On April 14, 2015 PAST joined with Fairfield County ESC partners to share their Growing SOIL and FAST programs, both funded with Ohio Straight A Grants.Presenting to the audience of educators and administrators were: Ketal Patel, PAST Ass’t Director of Programs; Dr. Herb Broda, Ashland University; Liz Henwood, Ass’t Principal at Rushville MS; and Ellen Cahill, Grants Mgr. and Marie Ward, Supt., Fairfield County ESC.
Through Growing SOIL, a PAST Foundation program, schools and districts work with PAST program leaders to design and build outdoor innovation learning labs for students and teachers. Ms. Patel shared that the learning labs offer teachers the opportunity to create culturally relevant social change in education. As part of the program, all teachers will experience PAST provided PD that teaches them the principles of transdisciplinary problem-based learning (TPBL). TPBL allows teachers to collaborate on curriculum, using their outdoor learning lab to engage students in real-world problem solving.
During the presentation the presenters all shared examples of outstanding work begin done at the school level by teacher led design teams who are creating outdoor learning labs that all teachers can use to bring education outdoors. Through Growing SOIL, schools and districts work with PAST program leaders to design and build outdoor innovation learning labs for students and teachers.
“This is not an add-on,” said Dr.
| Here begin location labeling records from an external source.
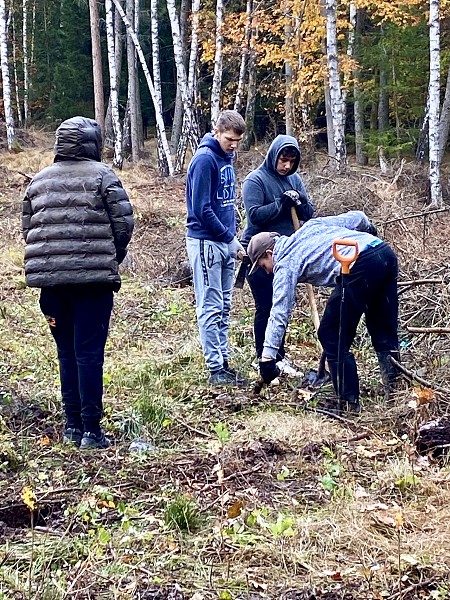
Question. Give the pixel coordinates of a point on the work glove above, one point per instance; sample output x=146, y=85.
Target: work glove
x=293, y=198
x=372, y=229
x=234, y=247
x=268, y=370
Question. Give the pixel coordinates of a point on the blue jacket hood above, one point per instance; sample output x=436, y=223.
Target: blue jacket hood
x=275, y=148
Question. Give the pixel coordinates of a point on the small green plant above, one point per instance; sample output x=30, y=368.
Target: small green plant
x=182, y=514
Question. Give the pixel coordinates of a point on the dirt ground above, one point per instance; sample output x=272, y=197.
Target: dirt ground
x=239, y=497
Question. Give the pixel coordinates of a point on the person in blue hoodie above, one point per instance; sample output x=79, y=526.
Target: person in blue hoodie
x=370, y=289
x=211, y=240
x=269, y=192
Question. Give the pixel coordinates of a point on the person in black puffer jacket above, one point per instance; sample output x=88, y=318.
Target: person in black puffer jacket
x=77, y=223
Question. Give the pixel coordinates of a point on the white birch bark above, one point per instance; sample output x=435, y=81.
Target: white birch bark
x=6, y=84
x=97, y=73
x=16, y=77
x=218, y=63
x=337, y=103
x=434, y=87
x=114, y=96
x=177, y=123
x=158, y=115
x=444, y=120
x=190, y=128
x=239, y=99
x=193, y=53
x=26, y=81
x=132, y=83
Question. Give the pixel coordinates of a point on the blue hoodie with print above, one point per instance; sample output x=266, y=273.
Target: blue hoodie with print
x=263, y=188
x=210, y=193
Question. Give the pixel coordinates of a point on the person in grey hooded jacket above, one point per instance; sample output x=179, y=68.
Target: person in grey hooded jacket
x=370, y=289
x=268, y=193
x=77, y=223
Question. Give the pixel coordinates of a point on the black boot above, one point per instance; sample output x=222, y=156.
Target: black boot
x=389, y=373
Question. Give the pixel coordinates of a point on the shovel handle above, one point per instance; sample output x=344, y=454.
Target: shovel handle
x=345, y=261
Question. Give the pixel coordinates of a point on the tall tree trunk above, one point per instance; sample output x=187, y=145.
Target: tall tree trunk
x=193, y=53
x=99, y=99
x=190, y=127
x=132, y=84
x=178, y=113
x=162, y=138
x=7, y=106
x=383, y=101
x=26, y=81
x=114, y=96
x=16, y=77
x=444, y=120
x=162, y=160
x=435, y=56
x=239, y=99
x=361, y=154
x=218, y=62
x=337, y=102
x=251, y=102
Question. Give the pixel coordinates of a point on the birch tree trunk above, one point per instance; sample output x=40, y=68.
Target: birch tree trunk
x=16, y=77
x=132, y=83
x=189, y=133
x=99, y=100
x=162, y=161
x=434, y=86
x=9, y=118
x=361, y=154
x=337, y=102
x=26, y=80
x=218, y=62
x=114, y=97
x=193, y=54
x=251, y=101
x=178, y=114
x=162, y=138
x=444, y=120
x=239, y=99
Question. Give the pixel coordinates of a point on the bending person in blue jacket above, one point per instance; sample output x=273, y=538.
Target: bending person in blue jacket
x=211, y=240
x=269, y=192
x=371, y=289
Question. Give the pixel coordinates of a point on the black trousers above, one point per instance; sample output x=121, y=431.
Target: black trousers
x=370, y=289
x=79, y=319
x=261, y=285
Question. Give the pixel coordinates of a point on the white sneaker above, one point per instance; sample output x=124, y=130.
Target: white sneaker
x=288, y=369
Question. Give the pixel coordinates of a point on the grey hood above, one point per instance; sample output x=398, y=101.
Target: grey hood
x=78, y=138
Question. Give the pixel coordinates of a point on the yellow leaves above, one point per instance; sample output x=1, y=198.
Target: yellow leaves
x=28, y=497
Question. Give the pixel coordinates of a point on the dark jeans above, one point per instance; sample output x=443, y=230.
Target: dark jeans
x=261, y=285
x=79, y=319
x=370, y=289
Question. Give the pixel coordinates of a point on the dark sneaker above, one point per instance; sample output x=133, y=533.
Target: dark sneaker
x=91, y=441
x=222, y=377
x=73, y=436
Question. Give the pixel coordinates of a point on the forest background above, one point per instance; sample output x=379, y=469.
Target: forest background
x=361, y=77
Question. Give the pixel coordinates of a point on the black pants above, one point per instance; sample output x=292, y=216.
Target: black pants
x=370, y=289
x=79, y=319
x=261, y=285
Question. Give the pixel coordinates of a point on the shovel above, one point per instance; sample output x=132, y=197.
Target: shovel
x=346, y=262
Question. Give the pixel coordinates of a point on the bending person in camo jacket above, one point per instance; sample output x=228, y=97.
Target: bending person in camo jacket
x=77, y=223
x=371, y=289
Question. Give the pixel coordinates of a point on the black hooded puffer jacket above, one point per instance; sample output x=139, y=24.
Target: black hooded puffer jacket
x=77, y=219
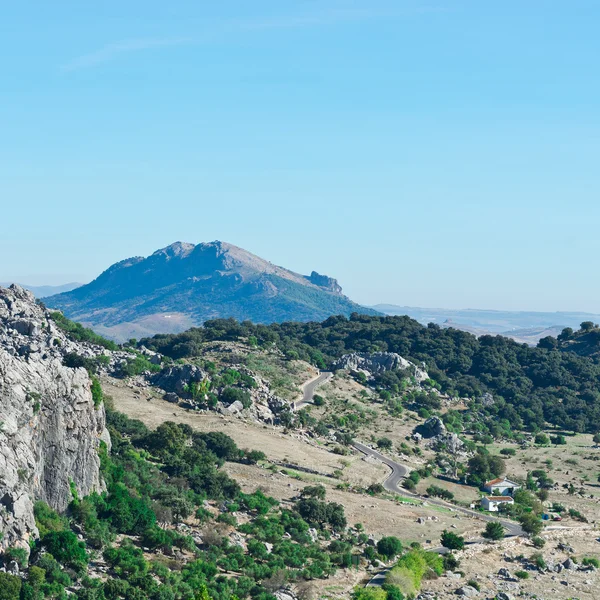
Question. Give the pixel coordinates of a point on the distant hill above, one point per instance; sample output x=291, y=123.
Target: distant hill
x=523, y=326
x=183, y=285
x=42, y=291
x=584, y=342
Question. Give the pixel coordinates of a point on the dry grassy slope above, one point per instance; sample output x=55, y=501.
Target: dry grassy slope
x=380, y=516
x=574, y=463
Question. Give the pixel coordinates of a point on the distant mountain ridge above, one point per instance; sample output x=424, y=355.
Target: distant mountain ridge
x=184, y=284
x=522, y=326
x=42, y=291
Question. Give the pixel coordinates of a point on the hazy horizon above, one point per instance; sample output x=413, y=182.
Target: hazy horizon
x=422, y=154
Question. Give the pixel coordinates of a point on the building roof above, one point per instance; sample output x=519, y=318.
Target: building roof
x=500, y=480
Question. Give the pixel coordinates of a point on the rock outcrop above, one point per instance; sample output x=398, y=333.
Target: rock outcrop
x=50, y=430
x=379, y=362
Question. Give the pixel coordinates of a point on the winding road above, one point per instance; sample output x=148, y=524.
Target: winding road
x=399, y=472
x=309, y=389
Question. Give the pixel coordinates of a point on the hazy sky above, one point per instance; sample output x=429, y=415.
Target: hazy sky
x=436, y=153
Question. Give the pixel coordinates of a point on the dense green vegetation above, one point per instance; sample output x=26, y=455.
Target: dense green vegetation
x=78, y=332
x=531, y=386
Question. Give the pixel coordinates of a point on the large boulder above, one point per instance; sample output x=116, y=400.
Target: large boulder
x=50, y=429
x=433, y=427
x=177, y=378
x=378, y=362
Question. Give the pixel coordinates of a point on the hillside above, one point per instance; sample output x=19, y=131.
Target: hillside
x=584, y=342
x=183, y=285
x=530, y=386
x=43, y=291
x=526, y=327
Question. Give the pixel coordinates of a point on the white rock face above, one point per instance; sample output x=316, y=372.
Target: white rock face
x=50, y=430
x=379, y=362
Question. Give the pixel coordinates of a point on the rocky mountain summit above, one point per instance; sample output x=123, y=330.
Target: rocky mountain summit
x=50, y=429
x=183, y=285
x=376, y=363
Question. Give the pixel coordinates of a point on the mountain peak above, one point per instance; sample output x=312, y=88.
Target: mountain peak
x=175, y=250
x=185, y=284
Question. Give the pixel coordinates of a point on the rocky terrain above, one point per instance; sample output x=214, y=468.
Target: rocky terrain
x=50, y=427
x=185, y=284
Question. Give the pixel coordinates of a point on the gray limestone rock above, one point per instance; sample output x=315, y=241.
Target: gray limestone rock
x=50, y=430
x=379, y=362
x=177, y=378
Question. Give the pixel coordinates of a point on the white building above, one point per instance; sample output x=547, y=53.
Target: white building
x=491, y=503
x=501, y=487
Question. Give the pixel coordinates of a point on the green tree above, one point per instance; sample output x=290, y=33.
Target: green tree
x=493, y=531
x=10, y=587
x=531, y=523
x=389, y=546
x=452, y=541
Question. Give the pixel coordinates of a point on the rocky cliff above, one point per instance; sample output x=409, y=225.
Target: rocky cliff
x=50, y=430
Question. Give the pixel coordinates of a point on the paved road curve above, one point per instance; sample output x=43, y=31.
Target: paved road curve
x=309, y=389
x=399, y=472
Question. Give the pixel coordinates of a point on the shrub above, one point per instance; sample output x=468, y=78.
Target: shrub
x=97, y=394
x=494, y=531
x=538, y=560
x=384, y=443
x=19, y=555
x=230, y=395
x=538, y=542
x=10, y=587
x=531, y=523
x=375, y=488
x=65, y=548
x=318, y=400
x=522, y=574
x=452, y=541
x=389, y=546
x=434, y=490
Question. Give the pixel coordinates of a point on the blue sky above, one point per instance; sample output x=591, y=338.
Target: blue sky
x=436, y=153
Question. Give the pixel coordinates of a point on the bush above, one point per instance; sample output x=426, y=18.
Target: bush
x=389, y=546
x=434, y=490
x=452, y=541
x=10, y=587
x=538, y=542
x=230, y=395
x=318, y=400
x=588, y=561
x=65, y=548
x=19, y=555
x=531, y=523
x=384, y=443
x=375, y=488
x=494, y=531
x=522, y=574
x=97, y=395
x=451, y=563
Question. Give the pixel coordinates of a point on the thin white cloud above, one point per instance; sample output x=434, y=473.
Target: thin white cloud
x=319, y=18
x=113, y=51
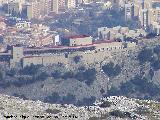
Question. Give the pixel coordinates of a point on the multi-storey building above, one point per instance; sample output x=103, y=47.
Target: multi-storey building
x=71, y=4
x=15, y=6
x=129, y=11
x=33, y=10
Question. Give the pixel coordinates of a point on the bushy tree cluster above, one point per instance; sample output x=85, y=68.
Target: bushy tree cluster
x=146, y=55
x=111, y=70
x=136, y=85
x=88, y=76
x=56, y=98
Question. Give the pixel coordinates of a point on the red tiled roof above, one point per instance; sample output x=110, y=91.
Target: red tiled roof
x=77, y=36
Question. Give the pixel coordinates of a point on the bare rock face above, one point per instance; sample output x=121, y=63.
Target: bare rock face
x=110, y=108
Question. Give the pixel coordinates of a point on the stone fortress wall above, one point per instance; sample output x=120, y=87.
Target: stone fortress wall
x=102, y=51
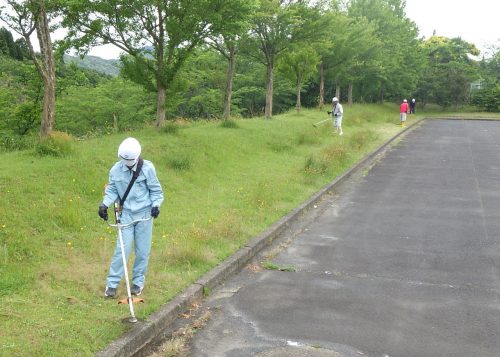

Broda. “You can integrate outdoor learning labs into teaching by changing both venue and content. You can extend indoor living to the outdoors. One teacher was working on teaching the concept of bar graphs. Students worked indoors on the principles then went out doors to create a “living bar graph.” They actually laid down to show the graph. Tell me those students won’t remember more and be able to better apply what the learned.”
Ms. Henwood showed slides of the design plan for the Fairfield Union district, a rural district. The district design team includes teachers from elementary, middle and high schools.
“This is about teachers reaching out to teachers to find out what they need in order for our outdoor learning lab to be successful,” said Ms. Henwood. She emphasized that teachers from all disciplines – language arts, social studies, math and sciences – are developing plans to use the learning lab to enhance their curriculum and meet state standards.